Do you have a lot of patients coming in to treat wrinkles or get advice on prevention?

People don’t really come in too much for prevention of wrinkles, but I do wish people would ask that question more because there are ways to prevent wrinkles and aging on your face. Smoking and the sun are your skin’s worst enemies. Sleep is also very important and how you sleep is important. If you sleep on your face all the time then you’ll start to get creases. If you sleep on your back then everything falls back and it doesn’t create a crease. Hydration also is very important, as well as a diet high in fruits and vegetables. People use vitamin Aderivatives to not only prevent wrinkles but also to help the skin repair sun damage.

What are the more common cosmetic procedures that patients request?

The lasers are always the hot topic. There are always new lasers coming out on the market. I tend to stick to the ones that are tried and true. The most popular things right now are still things like Botox, and there’s a new one called Dysport that’s very similar. Fillers also are still very popular procedures. I get a lot of requests for lasers and IPL (intensive pulse light). IPL is for removing dark spots, and that is one of my fastest-growing areas. Those are probably the most popular treatments right now.

Do you also do micro-dermabrasion and dermabrasion?

We do microdermabrasion and it’s a fairly popular procedure. With micro-dermabrasion we use abrasive crystals to lift the dead skin. It’s a wand that goes over the skin and it’s kind of like a vacuum system - almost like steam-cleaning the skin. It’s like a deep exfoliation and works quite well and smoothes the skin out a lot. If you have it done on a regular basis then it will actually start to build collagen and tighten pores, and it has long-term benefits for the skin as well.

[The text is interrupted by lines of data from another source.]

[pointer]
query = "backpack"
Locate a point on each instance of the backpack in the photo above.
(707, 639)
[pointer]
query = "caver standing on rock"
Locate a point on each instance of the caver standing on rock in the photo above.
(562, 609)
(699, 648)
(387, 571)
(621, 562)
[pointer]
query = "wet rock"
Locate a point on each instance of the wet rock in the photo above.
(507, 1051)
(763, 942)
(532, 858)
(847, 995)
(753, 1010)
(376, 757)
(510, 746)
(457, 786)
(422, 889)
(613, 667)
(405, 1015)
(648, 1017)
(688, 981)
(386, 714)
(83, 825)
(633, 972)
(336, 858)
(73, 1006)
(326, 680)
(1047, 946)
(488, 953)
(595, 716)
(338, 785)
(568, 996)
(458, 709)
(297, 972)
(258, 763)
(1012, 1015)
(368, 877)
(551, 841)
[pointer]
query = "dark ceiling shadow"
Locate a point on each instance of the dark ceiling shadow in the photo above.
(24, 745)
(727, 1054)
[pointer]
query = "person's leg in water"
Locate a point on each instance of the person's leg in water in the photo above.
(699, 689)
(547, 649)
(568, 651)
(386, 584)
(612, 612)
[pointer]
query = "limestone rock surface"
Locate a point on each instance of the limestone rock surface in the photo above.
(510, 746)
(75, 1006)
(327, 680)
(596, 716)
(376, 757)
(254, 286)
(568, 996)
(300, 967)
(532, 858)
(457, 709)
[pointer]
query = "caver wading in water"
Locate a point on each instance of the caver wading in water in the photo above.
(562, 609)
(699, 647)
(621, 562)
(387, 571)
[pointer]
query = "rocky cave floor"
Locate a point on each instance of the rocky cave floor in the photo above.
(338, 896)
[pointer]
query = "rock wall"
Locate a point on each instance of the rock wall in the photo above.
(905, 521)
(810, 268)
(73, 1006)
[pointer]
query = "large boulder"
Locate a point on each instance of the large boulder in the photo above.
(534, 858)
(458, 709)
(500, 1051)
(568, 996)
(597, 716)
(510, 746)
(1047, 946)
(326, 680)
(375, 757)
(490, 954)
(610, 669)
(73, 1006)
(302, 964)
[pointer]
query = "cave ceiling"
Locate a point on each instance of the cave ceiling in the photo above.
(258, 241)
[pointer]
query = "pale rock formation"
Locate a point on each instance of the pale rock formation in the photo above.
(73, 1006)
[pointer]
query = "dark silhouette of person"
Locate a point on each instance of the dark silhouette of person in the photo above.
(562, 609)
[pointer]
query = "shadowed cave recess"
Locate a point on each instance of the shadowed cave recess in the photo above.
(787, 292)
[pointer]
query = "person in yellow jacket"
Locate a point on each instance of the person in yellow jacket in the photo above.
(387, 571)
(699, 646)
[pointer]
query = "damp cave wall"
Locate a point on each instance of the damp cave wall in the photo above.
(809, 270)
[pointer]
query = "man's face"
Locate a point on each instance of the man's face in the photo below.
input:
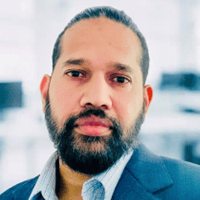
(96, 90)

If you do it once it’s kind of like getting a facial - your face is nice and smooth for about a month or so. Dermabrasion is actually removing part of the skin, so that’s like resurfacing. With dermabrasion you take something abrasive to remove the top layer of the skin to allow it to regrow. So that’s much more aggressive and not many people do that anymore.

Are there any treatments that take away stretch marks?

There are some of the newer lasers that claim to take away stretch marks, but I’ve yet to see anything that consistently does it. Some of these lasers will tighten the skin, so you do reduce the appearance of them.

They are really working on it, but I’ve yet to see the miracle cure. Basically a stretch mark is a scar and the bottom line is you can’t remove a scar without creating another scar. So if you have a scar on your face the only way to get rid of it is to cut it out and make it thinner, so what they have to do with the stretch mark is to re-scar it and make it smaller. Right now I don’t know of anything that can totally remove it. Basically there are ways to make it lighter, tighter and smaller.

So are there ways to prevent stretch marks, especially with pregnant women who experience rapid growth?

Moisturizing the skin seems to help to a minimal extent, but it seems that the tendency to get the stretch mark is somewhat genetic. For some reason darker skin types tend to get stretch marks more readily and more often. The only real way to avoid stretch marks in pregnancy is to not gain too much weight. But again it can happen even with minimal stretching of the skin. Teenagers get stretch marks often from simply growing and sometimes it’s just building muscle. The bottom line is the only way to avoid stretch marks is to completely avoid stretching of the skin. Sorry, but there are no miracle creams that I’m aware of.